PFF is somewhat diversified on a sector basis and much more so on an individual names basis, as it has close to 450 companies in its portfolio. Its annual dividend yield is a competitive 6.3%, and its expense ratio is 0.46%, both of which are impressive in this category of funds. Investors should note, though, that the fund's heavy lean toward financials firms can skew a broader portfolio if they are not mindful.

What Sets the First Trust Preferred Securities and Income ETF Apart

The First Trust Preferred Securities and Income ETF (NYSEARCA: FPE) is not strictly focused on preferred shares—it also includes income-producing debt securities like corporate bonds and convertible securities. It is also an actively managed fund and, unsurprisingly, will cost investors a premium with a higher expense ratio of 0.85%.
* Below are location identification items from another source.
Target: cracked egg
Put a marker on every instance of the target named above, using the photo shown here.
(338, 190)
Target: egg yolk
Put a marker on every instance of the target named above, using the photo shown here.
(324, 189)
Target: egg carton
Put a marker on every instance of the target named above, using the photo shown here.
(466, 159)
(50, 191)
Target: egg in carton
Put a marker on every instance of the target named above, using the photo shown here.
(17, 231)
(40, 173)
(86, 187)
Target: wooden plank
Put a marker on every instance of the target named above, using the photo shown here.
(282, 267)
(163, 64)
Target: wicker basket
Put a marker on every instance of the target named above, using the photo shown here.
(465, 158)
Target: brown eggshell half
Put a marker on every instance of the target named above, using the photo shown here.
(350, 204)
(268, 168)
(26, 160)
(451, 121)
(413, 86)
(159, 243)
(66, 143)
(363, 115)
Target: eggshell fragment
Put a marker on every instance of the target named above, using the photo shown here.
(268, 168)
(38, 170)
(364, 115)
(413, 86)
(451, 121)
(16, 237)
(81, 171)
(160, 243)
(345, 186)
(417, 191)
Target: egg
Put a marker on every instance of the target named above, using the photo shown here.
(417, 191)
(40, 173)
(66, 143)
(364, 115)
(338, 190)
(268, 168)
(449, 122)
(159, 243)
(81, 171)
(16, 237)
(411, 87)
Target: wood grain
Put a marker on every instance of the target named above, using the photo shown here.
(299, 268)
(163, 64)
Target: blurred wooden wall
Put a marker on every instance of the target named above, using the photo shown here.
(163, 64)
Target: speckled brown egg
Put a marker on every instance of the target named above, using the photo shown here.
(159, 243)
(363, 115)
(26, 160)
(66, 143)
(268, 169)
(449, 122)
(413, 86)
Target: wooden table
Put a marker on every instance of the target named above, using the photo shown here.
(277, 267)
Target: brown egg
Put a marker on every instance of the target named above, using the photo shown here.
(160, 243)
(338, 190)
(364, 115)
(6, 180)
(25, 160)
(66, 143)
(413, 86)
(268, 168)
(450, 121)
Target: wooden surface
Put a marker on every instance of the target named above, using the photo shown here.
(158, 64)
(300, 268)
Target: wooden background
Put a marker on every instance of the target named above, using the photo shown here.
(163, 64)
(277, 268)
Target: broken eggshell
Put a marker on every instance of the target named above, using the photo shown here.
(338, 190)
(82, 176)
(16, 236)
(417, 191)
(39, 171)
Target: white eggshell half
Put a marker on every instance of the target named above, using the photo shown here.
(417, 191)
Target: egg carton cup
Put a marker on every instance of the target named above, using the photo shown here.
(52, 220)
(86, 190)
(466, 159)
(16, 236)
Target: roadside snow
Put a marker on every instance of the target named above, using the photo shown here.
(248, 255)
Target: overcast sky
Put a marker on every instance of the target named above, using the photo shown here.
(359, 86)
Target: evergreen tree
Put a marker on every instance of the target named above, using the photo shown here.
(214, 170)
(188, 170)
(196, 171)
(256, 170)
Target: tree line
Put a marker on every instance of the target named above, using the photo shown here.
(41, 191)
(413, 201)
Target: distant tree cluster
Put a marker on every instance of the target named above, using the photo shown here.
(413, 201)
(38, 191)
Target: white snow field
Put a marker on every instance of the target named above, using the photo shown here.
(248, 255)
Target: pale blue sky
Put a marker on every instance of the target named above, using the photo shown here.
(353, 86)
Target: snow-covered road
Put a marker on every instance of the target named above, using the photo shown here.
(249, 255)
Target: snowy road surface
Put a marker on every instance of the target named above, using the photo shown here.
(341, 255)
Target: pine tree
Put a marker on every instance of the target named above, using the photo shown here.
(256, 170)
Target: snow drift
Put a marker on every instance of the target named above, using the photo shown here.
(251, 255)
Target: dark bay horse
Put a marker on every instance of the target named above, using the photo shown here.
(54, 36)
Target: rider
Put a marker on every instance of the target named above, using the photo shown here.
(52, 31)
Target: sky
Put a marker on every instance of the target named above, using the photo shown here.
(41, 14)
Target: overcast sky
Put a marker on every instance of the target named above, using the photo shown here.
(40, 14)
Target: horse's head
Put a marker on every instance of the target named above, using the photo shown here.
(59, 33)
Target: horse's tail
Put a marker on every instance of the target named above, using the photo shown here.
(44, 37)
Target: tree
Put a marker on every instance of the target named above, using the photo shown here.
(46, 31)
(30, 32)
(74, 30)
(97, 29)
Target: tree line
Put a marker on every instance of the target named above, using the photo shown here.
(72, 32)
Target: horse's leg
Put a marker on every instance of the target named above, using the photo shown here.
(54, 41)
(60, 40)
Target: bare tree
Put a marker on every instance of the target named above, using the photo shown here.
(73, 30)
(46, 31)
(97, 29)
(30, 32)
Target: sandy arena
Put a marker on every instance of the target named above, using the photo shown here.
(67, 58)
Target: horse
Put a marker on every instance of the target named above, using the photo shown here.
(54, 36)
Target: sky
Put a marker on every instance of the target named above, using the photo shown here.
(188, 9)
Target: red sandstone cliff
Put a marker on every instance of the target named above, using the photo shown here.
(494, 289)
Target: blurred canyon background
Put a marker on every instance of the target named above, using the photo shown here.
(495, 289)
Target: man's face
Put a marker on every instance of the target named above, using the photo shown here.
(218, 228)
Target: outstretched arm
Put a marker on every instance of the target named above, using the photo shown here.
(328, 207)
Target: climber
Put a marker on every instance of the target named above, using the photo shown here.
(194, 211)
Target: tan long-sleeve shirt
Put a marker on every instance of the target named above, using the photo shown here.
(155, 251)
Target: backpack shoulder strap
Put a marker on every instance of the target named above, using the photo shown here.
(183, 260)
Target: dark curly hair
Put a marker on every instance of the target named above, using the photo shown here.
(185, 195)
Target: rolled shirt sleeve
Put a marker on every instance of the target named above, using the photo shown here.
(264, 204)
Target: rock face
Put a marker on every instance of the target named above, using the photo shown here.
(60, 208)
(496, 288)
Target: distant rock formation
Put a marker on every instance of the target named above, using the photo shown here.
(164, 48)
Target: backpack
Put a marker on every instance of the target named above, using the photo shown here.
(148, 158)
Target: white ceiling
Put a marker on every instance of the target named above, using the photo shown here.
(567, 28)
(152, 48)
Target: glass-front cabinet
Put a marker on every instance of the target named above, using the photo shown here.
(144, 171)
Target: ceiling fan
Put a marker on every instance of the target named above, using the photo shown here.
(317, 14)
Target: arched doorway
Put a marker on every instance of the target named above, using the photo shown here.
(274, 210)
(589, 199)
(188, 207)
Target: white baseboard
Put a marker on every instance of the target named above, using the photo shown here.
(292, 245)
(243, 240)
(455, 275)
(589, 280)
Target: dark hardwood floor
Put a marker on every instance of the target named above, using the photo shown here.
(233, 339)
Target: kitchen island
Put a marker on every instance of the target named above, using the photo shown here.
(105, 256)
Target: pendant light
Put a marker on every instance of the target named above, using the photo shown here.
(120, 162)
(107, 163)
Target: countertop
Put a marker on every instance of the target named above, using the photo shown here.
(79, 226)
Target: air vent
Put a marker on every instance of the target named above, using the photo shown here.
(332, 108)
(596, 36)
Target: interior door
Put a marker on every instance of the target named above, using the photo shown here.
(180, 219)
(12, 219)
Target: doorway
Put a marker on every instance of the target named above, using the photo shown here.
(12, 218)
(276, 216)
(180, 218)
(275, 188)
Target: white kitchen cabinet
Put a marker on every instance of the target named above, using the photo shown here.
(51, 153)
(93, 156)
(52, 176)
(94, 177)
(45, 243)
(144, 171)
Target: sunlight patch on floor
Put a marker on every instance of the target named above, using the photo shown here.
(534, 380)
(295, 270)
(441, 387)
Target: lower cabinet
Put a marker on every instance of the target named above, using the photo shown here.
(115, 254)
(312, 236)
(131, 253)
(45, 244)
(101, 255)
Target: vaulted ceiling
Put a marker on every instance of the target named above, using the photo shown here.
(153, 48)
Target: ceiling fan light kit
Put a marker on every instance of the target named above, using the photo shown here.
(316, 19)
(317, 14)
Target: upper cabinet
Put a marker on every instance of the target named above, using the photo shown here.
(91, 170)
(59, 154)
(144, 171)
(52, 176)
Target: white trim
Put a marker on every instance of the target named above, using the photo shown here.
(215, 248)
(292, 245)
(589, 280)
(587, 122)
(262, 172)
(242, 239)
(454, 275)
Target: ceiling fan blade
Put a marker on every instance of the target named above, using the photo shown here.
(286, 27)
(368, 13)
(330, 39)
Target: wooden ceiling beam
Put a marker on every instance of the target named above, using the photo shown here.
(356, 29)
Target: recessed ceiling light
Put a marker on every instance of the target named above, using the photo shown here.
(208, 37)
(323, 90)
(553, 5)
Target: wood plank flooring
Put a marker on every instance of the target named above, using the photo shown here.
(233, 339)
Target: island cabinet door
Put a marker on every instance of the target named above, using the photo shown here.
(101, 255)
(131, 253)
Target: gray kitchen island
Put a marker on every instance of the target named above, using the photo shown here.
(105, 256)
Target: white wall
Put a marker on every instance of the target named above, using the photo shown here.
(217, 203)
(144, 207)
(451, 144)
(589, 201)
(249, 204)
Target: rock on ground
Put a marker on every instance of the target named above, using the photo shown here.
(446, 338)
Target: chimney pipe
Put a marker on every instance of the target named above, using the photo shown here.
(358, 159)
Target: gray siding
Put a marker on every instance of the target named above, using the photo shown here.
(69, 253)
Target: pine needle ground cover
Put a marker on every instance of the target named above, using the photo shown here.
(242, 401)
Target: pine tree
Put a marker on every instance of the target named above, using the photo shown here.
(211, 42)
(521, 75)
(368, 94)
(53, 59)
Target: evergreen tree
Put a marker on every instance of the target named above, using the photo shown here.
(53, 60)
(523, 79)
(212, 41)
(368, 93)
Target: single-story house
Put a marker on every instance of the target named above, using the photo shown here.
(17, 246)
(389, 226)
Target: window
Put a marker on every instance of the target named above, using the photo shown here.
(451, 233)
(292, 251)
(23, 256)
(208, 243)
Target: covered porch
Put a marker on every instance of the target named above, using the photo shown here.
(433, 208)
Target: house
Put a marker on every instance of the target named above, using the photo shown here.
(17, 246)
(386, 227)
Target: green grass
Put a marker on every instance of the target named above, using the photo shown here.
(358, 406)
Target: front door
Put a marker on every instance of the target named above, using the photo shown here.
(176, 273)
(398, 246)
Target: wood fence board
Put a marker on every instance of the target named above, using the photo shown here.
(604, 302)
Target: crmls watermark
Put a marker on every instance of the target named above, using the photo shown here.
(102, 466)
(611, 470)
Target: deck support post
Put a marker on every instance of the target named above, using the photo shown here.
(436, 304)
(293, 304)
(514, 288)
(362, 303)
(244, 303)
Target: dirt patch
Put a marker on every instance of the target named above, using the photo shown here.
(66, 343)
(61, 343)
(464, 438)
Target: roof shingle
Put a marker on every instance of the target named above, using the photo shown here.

Similar to PFF above, FPE focuses predominantly on banks, insurance companies, and other financial names, though it also invests in energy firms, utilities, food companies, and more. A benefit of FPE is that it does aim for total return in addition to dividend income. In the year leading to January 8, 2025, for example, it returned roughly 11%. While this figure is below the performance of the broader market during that period, it is higher than PFF and many other preferred share ETFs. FPE balances this return performance with an annual dividend yield of 5.67%, providing investors with two ways to benefit.

Invesco Preferred ETF’s Focus on High-Quality Holdings

The Invesco Preferred ETF (NYSEARCA: PGX) adopts an unusual approach to building a portfolio of preferred securities. It tracks an index of U.S.-issued, fixed-rate, dollar-denominated preferred securities rated at least B3, based on the average ratings from Moody’s, S&P, and Fitch. PGX does not hold all securities in this index but instead uses a sampling method to target some 525 holdings. Notably, this holding figure represents roughly 80 distinct companies, as many firms have multiple types of preferred shares represented in the portfolio.

PGX offers a relatively competitive 0.50% expense ratio and an annual dividend yield of 5.86%, but where it really shines is in trading volume. For investors looking to participate actively in trading PGX shares, this fund has the highest average trading volume of any preferred stock ETF, in most cases by a very wide margin.

Preferred Shares: A Powerful Tool for Diversified Equity Exposure

Many investors do not have preferred shares on their radar, but these specialized securities put some of the best of both the stock and the bond worlds in a single package. For those aware of the benefits and potential risks of preferreds, a dedicated ETF can be an effective, efficient way of including them in a broader portfolio.